I have a lot of rituals when I actually sit down to write-specific pens for specific kinds of writing, and I always write on sketch paper because I like how it absorbs the ink. I write drafts of almost everything in longhand, with a fountain pen. But when I edit, I use an extra-fine Sharpie or a Le Pen-because I often edit in the bath, and that's no place for fountain pens. They're sharp.

As for a process that comes before that, I tend to collect a lot of notes about something first-lines, phrases, questions. And when there are enough of those that belong together and I'm clearly meant to think about them, I put them in their own folder. And every few weeks or so, I'll sit with the folders and see if there's something there I feel ready for. After that, it's very often like piecing together a puzzle-a puzzle with duplicate pieces and pieces missing at first. So it starts off kind of messy, but finding order in it is the rewarding part.

With the vaccines happening at this time, and a new administration going into D.C,. life in 2021 is going to (hopefully) be different than it has been in 2020. What is the vision in your head of what you will do next? Does it involve another book or more performing?

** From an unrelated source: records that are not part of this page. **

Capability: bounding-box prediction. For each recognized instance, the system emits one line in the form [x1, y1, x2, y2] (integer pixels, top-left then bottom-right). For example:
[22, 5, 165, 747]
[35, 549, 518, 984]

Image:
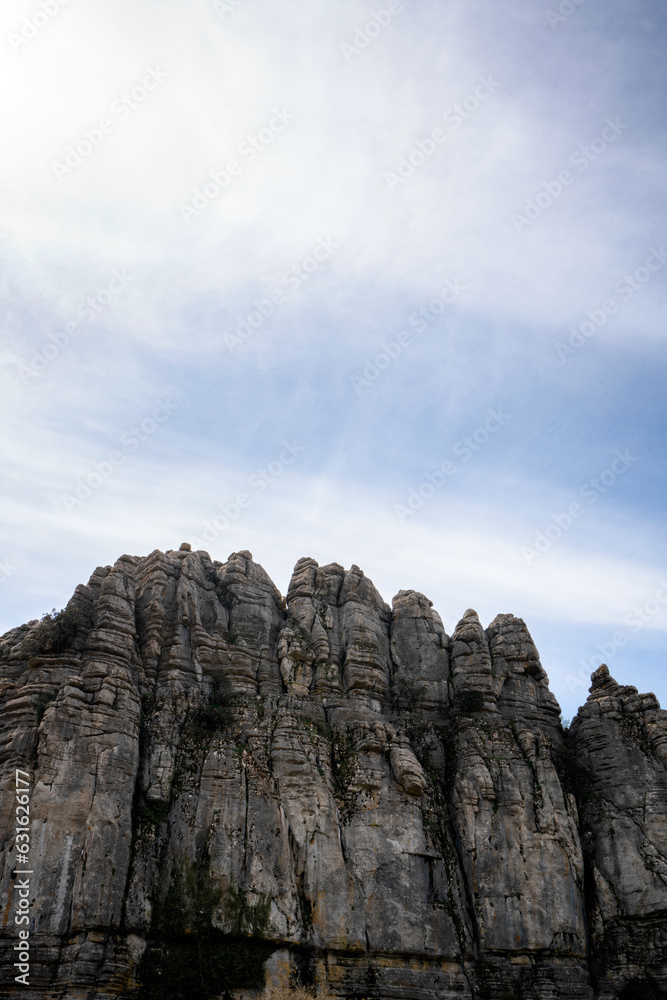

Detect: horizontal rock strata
[0, 545, 667, 1000]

Both, I hope! Two of the projects I'm working on have a direct connection to the show. I'm expanding on my "tragicomic monologues" from the show as a collection of personal essays, called Puppetshow Apocalypse. And I have many more that I want to tell at future shows. For several years, I've been collaborating with painter Valerie Mendelson on a series of persona poems called A Good Mixer. It's based on a 1933 bartending guide, and it consists of Valerie's portraits of 33 of the cocktails and a pair of poems that accompany each portrait, written from the point of view of the person drinking the cocktail. We imagine they're all at the same cocktail party, and one of the poems represents the person's outward persona, while the other one reports their more private thoughts. There's a lot of longing-love triangles, resentments, missed connections, sweetness, love, sincerity, all of it. It works as a dramatic piece, too-kind of a boozier Spoon River Anthology-and I've featured actors playing these characters in Poetry/Cabaret, as well as at Club Cumming and other settings. A selection of these cocktail character portrait-and-poem pairings will be featured in an upcoming issue of Grand, the new journal from One Grand books. And I'm looking forward to offering more in the months to come as a Contributing Editor. And as soon as we can be in a cabaret room together again, Poetry/Cabaret will be back-with maybe an online show or two in the meantime.


Thomas do you have a favorite poet or poem?

It's more that I have a dozen or so poems that I look to when I need to be reminded that certain things are true-and that it's possible to find language that conveys those things powerfully and clearly. It's humbling and reassuring at the same time.